De las causas de esas crisis, citadas en sus Cuadernos desde la cárcel, es de subrayar el fracaso de la clase dirigente en alguna causa política de envergadura, para la cual demandó el apoyo y obtuvo el consenso de las grandes masas. Estas crisis orgánicas se resuelven a través de la fórmula gramsciana denominada revolución pasiva. En esta entrega sólo me referiré a la crisis orgánica. En una siguiente, en relación con el primer año de gobierno, discutiré acerca de la revolución pasiva de AMLO.
Si a lo largo de la historia de México algún tema ha captado la imaginación y la energía de sus habitantes, ha sido la idea de la modernización. El sueño mexicano, a diferencia del sueño americano, no es sólo una hazaña individual, sino también comunitaria. Desde las elites, en cambio, las propuestas de modernización han implicado tanto en su concepción como en su implementación algún grado de exclusión mayor o menor.
En México hemos vivido en los últimos 30 años dos modernizaciones fallidas. La primera, una modernización esencialmente económica –aunque con múltiples consecuencias políticas–, en la que se propuso un proyecto que incluiría originalmente a todos, pero que terminó excluyendo a la mayoría, incluyendo a aquellos agentes –los operadores de la coalición priísta que debieron implementar esa modernización.
La segunda, más desconcertante aún, fue la modernización política que logró la primera alternancia pacífica en el país. Era la promesa de una transformación democrática a partir de elecciones libres y limpias.
Más que actos fundadores, la transición mexicana fue, sobre todo, una mezcla de acoplamiento institucional y transformismo político. El eje autoritario de viejo régimen: presidencialismo, más partido hegemónico, más interacción entre reglas formales establecidas en la Constitución y un amplio abanico de reglas informales y facultades meta-constitucionales; se fue paulatinamente debilitando sin ser sustituido por otro arreglo de gobernabilidad.

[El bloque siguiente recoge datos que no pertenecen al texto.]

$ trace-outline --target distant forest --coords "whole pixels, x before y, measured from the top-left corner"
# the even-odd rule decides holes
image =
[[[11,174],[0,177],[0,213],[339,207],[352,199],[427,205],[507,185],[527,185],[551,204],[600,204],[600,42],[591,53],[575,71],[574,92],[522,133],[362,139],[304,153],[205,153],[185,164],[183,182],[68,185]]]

Lo que siguió a partir de 1997 fue una consistente decadencia, en donde el centro político se desmadejó, combinada con una emancipación desordenada tanto de las entidades federativas como de segmentos de la sociedad, al tiempo que operaba la colonización de franjas del aparato estatal o del territorio nacional por un sinnúmero de poderes fácticos, incluyendo el crimen organizado. Este régimen se sostuvo a partir del uso corrupto y discrecional, depredador, de los recursos públicos.
Empero, la mayor derrota del Estado, pero también de la sociedad, ha sido la guerra contra las drogas, como demuestra dolorosamente la cauda de muertos, desaparecidos y personas afectadas en su vida por las bandas criminales y la incapacidad del propio Estado.
Así pues, en el lapso de 30 años, la sociedad mexicana ha sido agraviada desde tres ámbitos y en el proceso las élites han terminado fuertemente enfrentadas. El momento actual de equilibrio catastrófico es producto de esa triple derrota de las clases dirigentes.
Esto es lo que hereda el régimen de AMLO.